The men who testified at Bemer’s criminal trial were adults when they said King recruited them from group homes, drug rehabilitation centers, homeless shelters or the street. They said he took them in and fed their drug addictions while keeping a tab of their indebtedness to him, then delivered them to Bemer for paid sex.

The civil attorneys also allege Bemer preyed on at least three minors, and that his actions resulted in the deaths of at least three men.

Bemer admitted to investigators that King had been providing young men to him for 25 years, and his attorneys contended at the trial that he was guilty only of patronizing prostitutes, a misdemeanor crime for which the statute of limitations had expired.
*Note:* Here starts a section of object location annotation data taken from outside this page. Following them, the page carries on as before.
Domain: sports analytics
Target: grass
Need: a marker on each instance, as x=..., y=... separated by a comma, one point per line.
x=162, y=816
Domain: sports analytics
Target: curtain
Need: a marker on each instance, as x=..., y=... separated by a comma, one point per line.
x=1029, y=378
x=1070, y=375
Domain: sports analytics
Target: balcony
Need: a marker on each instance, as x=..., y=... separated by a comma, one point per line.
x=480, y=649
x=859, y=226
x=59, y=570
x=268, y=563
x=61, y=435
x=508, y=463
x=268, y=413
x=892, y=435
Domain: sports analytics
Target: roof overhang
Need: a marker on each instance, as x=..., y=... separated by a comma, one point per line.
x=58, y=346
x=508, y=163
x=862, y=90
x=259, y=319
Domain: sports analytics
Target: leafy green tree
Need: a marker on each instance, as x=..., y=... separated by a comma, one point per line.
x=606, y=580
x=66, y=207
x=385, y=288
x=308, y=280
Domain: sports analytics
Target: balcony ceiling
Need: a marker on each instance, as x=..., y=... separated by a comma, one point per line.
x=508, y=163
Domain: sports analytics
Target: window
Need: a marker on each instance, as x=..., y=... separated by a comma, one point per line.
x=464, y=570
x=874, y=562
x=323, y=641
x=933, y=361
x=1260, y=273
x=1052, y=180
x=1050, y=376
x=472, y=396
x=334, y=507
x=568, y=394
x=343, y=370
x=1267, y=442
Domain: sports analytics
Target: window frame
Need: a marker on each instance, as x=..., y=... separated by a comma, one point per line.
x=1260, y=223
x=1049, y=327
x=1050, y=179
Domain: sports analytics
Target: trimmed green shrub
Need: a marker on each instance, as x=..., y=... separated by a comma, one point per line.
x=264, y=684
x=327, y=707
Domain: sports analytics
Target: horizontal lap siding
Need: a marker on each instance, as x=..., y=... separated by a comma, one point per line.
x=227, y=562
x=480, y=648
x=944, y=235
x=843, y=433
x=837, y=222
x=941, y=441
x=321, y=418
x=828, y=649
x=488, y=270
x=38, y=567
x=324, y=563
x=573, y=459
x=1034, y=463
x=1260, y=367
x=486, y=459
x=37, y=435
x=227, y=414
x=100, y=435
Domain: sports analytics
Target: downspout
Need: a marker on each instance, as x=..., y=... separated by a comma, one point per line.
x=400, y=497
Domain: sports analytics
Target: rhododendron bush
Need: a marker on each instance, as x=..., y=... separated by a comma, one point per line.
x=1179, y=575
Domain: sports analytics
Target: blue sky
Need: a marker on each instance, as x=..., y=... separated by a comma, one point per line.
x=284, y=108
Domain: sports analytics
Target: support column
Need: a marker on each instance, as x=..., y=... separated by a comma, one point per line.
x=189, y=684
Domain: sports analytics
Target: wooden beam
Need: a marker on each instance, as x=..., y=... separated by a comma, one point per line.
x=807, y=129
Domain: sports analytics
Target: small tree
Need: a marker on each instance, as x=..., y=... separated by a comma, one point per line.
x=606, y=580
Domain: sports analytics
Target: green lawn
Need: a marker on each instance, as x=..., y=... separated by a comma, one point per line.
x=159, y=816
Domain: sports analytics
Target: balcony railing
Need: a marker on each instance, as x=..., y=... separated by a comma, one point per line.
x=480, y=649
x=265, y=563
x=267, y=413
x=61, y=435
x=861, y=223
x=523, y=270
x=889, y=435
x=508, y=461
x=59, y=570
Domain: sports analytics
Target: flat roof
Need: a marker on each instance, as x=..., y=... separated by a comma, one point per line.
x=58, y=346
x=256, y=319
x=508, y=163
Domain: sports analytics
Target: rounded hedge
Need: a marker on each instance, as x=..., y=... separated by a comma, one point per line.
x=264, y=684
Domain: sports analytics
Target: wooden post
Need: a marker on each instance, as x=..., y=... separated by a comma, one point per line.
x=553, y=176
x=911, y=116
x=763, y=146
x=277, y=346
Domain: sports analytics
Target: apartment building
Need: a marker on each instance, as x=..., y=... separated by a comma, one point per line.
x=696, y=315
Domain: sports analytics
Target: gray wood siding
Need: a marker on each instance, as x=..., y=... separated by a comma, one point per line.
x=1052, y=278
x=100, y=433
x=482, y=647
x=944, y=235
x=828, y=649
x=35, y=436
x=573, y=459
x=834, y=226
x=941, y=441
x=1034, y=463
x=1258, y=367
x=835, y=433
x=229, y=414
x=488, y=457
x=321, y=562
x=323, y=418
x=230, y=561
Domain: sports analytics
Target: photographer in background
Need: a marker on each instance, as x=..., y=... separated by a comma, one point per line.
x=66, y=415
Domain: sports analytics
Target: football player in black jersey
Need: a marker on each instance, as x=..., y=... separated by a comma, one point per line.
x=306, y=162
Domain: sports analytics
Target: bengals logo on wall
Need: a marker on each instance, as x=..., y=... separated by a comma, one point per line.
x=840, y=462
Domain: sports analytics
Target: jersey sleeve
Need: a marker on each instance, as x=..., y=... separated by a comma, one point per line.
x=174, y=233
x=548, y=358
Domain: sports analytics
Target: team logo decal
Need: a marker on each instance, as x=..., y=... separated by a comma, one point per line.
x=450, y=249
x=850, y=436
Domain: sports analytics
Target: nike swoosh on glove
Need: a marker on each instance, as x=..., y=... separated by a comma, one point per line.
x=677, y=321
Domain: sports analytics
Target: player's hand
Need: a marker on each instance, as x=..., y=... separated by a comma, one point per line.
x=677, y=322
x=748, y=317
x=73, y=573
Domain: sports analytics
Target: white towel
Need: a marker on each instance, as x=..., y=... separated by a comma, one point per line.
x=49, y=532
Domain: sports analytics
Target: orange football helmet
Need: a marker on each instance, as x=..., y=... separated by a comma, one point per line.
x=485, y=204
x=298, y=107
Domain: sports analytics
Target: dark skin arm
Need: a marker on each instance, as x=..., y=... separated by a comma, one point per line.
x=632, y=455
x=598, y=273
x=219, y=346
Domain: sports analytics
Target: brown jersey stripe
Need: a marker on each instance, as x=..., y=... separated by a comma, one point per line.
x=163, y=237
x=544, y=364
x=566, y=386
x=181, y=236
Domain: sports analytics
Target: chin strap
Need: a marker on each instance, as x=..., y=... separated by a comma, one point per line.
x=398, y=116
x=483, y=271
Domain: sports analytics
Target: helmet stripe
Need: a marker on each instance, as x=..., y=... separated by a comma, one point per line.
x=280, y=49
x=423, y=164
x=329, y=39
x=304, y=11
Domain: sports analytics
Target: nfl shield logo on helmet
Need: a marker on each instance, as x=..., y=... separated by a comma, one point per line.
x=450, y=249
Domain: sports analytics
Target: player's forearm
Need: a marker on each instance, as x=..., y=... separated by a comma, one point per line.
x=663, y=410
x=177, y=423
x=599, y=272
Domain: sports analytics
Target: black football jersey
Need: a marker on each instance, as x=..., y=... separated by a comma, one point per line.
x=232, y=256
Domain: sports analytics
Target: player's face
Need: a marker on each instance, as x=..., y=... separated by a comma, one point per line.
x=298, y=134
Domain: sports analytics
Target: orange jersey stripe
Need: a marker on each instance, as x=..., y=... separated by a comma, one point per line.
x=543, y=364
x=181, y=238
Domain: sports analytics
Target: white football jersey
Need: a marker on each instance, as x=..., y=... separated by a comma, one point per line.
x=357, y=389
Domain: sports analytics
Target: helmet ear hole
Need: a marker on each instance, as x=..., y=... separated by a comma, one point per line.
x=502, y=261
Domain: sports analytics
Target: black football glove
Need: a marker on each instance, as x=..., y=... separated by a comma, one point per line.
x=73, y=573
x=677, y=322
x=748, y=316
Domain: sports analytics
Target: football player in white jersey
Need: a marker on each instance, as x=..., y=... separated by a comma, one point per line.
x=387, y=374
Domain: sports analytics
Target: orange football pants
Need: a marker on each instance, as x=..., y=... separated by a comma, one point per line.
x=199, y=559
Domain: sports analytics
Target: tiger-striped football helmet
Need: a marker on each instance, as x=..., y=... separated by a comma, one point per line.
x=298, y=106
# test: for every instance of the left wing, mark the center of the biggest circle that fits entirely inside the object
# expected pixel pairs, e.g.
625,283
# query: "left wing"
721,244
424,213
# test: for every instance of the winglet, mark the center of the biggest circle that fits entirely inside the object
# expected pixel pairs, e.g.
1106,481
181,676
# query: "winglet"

His expert defense team notwithstanding, the jury of five men and one woman in Danbury found Bemer guilty of felony trafficking crimes that could land him a 60-year sentence when he stands before Judge Robin Pavia on June 6. Attorney Faxon said he and his clients would take the day off from the civil trial in Bridgeport to provide victim impact statements at the sentencing hearing. In taking his criminal case to trial, Bemer turned down a court offer to plead guilty in exchange for a felony conviction, probation and no prison time. King pleaded guilty to trafficking while awaiting sentencing, and another participant in the trafficking ring served a one-year prison sentence.

King also is named in the civil lawsuits, but Faxon said the trafficking ring would not have existed without Bemer’s “large pockets.” In 2014, Superior Court Barbara Bellis ordered Bemer to set aside $25 million in assets as a prejudgment remedy, should he be found liable in the civil cases. The ruling indicated the plaintiffs proved probable cause exists to find him liable of doing harm to vulnerable young men.

“The only way to stop him from human trafficking is to take all his money, every single penny, so he can’t do it to any other child, he can’t do it to any other mentally ill person or drug-addicted person or their families,” Faxon said. “He’s ruined entire families and it needs to stop.”